Turning off premetheusCpp metric collection would solve the problem for sure, but we want to see why this happens.

And after going through the code, we found that the Spiller's code is calling the updateHistogramMetric function too frequently. In Spiller.nextBatch, the code would call appendPartition() every 64 rows or every 256KB: https://github.com/facebookincubator/velox/blob/c13b8ed888aa785bff88d061f5b3bc00e9231961/velox/exec/Spiller.cpp#L459-L477 Function appendToPartition() would call finally try to update the histogramMetric as the stack above, which causes performance issue.

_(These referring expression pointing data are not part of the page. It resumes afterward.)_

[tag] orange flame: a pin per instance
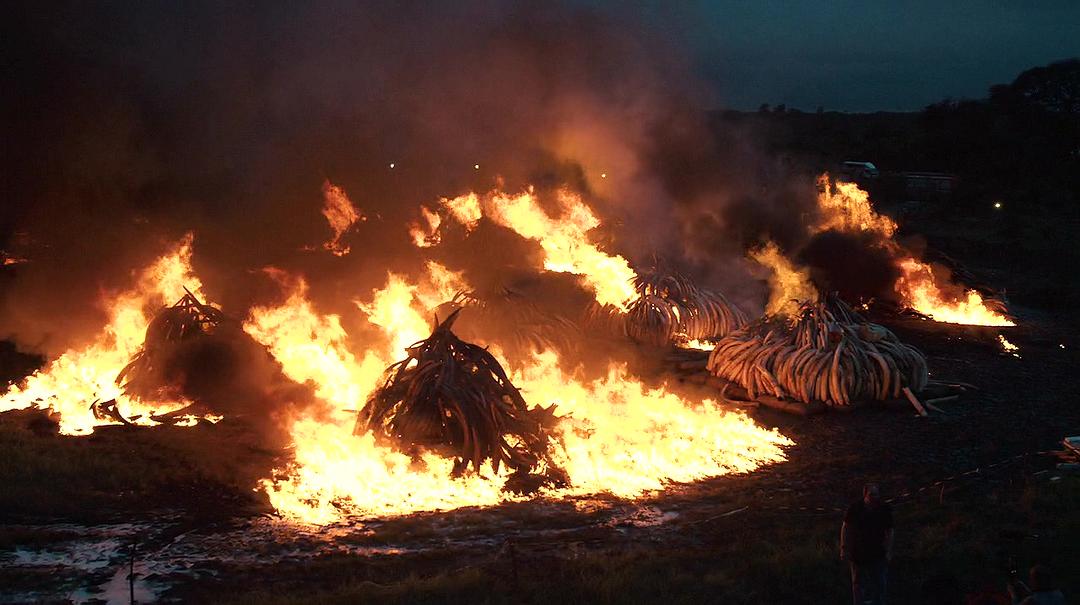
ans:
(564, 240)
(70, 382)
(618, 437)
(788, 285)
(845, 206)
(426, 234)
(919, 291)
(340, 214)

We also notice that the prestissimo also use prometheusCpp as the metricExporter, so we wonder if the prestissimo has encountered the same problem or not. Besides, to solve the problem, we want to know if it's possible for velox to use larger batch size in Spiller code, or to reduce the usage of updateHistogramMetric, especially in critical session (frequent metric updating zone).

I could submit related code patches if the velox community agrees the modification. Thanks a lot.

HolyLow commented 5 days ago

@xiaoxmeng @oerling Could you please take a look at the problem? Thanks a lot.

Yuhta commented 5 days ago

A better solution is to improve PrometheusStatsReporter to use a thread local state instead of global to eliminate contention.